Agent that uses a bisection-method heuristic algorithm to the find location with the highest probability of discovering oil.

reset()[source]: resets bounds of agent to reflect upper and lower bounds of metric space

update_config(): (UNIMPLEMENTED)

update_obs(obs, action, reward, newObs, timestep, info)[source]: record reward of current midpoint or move bounds in direction of higher reward

pick_action(state, step)[source]: move agent to midpoint or perturb current dimension

epLen: (int) number of time steps to run the experiment for

dim: (int) dimension of metric space for agent and environment

upper: (float list list) matrix containing upper bounds of agent at each step in dimension

lower: (float list list) matrix contianing lower bounds of agent at each step in dimension

perturb_estimates: (float list list) matrix containing estimated rewards from perturbation in each dimension

midpoint_value: (float list) list containing midpoint of agent at each step

dim_index: (int list) list looping through various dimensions during perturbation

select_midpoint: (bool list) list recording whether to take midpoint or perturb at given step

__init__(epLen, dim=1)[source]

Parameters

epLen – (int) number of time steps to run the experiment for
dim – (int) dimension of metric space for agent and environment

pick_action(state, step)[source]: If upper and lower bounds are updated based on perturbed values, move agent to midpoint. Else, perturb dimension by factor equal to half the distance from each bound to midpoint.

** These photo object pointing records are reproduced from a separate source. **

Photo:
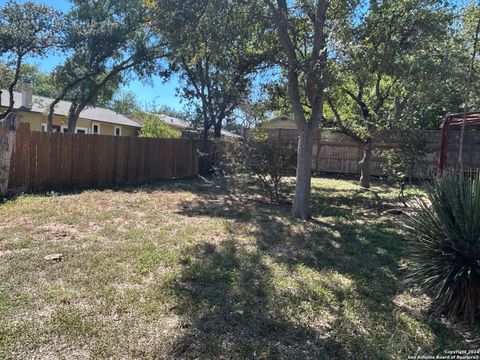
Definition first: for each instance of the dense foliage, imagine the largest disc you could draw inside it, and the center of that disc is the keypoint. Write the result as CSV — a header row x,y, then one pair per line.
x,y
154,127
445,245
259,160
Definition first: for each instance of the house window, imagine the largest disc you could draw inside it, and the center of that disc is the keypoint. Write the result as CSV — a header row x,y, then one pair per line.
x,y
95,128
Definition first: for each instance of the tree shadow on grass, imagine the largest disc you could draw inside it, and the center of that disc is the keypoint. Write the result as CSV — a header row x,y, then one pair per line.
x,y
347,267
226,297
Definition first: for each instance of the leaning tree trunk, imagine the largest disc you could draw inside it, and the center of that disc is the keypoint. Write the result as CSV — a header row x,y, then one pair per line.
x,y
7,143
365,164
301,202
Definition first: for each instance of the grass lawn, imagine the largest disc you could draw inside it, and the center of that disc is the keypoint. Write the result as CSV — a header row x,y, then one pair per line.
x,y
183,270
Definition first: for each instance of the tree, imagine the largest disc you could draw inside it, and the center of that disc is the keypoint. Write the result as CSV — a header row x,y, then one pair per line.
x,y
43,84
106,39
26,29
305,65
215,46
154,127
383,59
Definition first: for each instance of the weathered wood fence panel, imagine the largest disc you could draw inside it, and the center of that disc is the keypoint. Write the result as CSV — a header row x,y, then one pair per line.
x,y
337,153
42,161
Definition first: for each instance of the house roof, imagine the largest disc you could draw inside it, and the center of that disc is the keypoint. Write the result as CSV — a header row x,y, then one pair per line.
x,y
40,105
456,120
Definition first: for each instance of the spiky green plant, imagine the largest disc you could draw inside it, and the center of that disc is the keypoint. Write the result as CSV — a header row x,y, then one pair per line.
x,y
445,245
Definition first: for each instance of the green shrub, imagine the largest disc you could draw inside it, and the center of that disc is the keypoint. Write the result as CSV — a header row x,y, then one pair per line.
x,y
445,245
258,159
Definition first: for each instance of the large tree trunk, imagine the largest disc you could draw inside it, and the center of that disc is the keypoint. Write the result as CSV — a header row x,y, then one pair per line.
x,y
301,202
7,143
365,164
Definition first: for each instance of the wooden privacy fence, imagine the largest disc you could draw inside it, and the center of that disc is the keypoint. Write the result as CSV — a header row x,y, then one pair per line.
x,y
61,160
334,152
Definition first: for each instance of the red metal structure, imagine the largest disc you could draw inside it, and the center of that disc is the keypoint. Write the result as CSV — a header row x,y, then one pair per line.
x,y
452,123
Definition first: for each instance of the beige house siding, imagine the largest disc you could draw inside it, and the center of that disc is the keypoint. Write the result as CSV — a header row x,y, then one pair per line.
x,y
35,120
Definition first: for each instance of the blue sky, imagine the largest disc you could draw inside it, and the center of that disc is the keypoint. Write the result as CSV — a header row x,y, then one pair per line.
x,y
155,91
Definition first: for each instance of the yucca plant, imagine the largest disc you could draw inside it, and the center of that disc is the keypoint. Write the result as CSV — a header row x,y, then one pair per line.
x,y
445,245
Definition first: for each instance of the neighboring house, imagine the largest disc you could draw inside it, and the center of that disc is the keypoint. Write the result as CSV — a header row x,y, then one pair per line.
x,y
179,124
92,120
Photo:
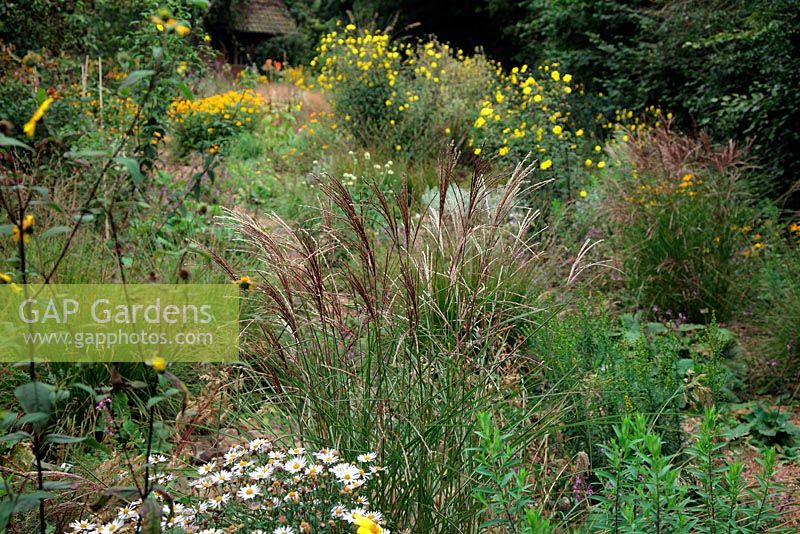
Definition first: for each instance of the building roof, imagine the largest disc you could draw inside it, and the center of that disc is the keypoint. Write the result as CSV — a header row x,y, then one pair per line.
x,y
264,16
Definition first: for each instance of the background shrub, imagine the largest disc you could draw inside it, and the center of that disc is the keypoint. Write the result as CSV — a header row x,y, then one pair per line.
x,y
678,220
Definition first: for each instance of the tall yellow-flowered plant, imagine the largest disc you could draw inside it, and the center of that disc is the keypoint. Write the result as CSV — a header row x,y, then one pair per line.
x,y
411,97
30,126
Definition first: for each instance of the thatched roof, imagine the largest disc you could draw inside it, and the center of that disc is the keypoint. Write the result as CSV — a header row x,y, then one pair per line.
x,y
264,16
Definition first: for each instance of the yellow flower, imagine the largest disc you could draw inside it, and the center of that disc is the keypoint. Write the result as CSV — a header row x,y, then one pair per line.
x,y
30,126
159,364
26,230
246,283
182,30
366,525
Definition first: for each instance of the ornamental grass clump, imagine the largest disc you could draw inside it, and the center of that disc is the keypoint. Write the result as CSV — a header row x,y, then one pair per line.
x,y
375,326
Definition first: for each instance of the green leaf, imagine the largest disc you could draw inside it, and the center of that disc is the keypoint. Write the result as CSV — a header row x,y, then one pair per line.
x,y
96,445
6,507
126,493
10,141
185,91
133,168
35,397
135,77
28,501
83,217
56,230
15,437
35,417
88,389
87,154
151,516
152,401
7,419
60,438
58,485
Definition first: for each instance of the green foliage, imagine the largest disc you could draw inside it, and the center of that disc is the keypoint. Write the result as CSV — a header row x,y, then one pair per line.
x,y
767,427
608,371
645,489
503,490
776,363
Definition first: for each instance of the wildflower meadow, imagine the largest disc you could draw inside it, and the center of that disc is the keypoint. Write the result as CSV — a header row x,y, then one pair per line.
x,y
287,267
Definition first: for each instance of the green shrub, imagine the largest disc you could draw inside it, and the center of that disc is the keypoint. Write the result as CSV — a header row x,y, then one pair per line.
x,y
645,489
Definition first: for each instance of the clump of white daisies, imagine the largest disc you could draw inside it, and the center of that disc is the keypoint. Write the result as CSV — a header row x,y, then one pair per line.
x,y
258,489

update_obs(obs, action, reward, newObs, timestep, info)[source]: If no perturbations needed, update reward to be value at midpoint. Else, adjust upper or lower bound in the direction of higher reward as determined by the perturbation step. Agent loops across each dimension separately, and updates estimated midpoint after each loop.

update_policy(k)[source]

Update internal policy based upon records.

Not used, because a greedy algorithm does not have a policy.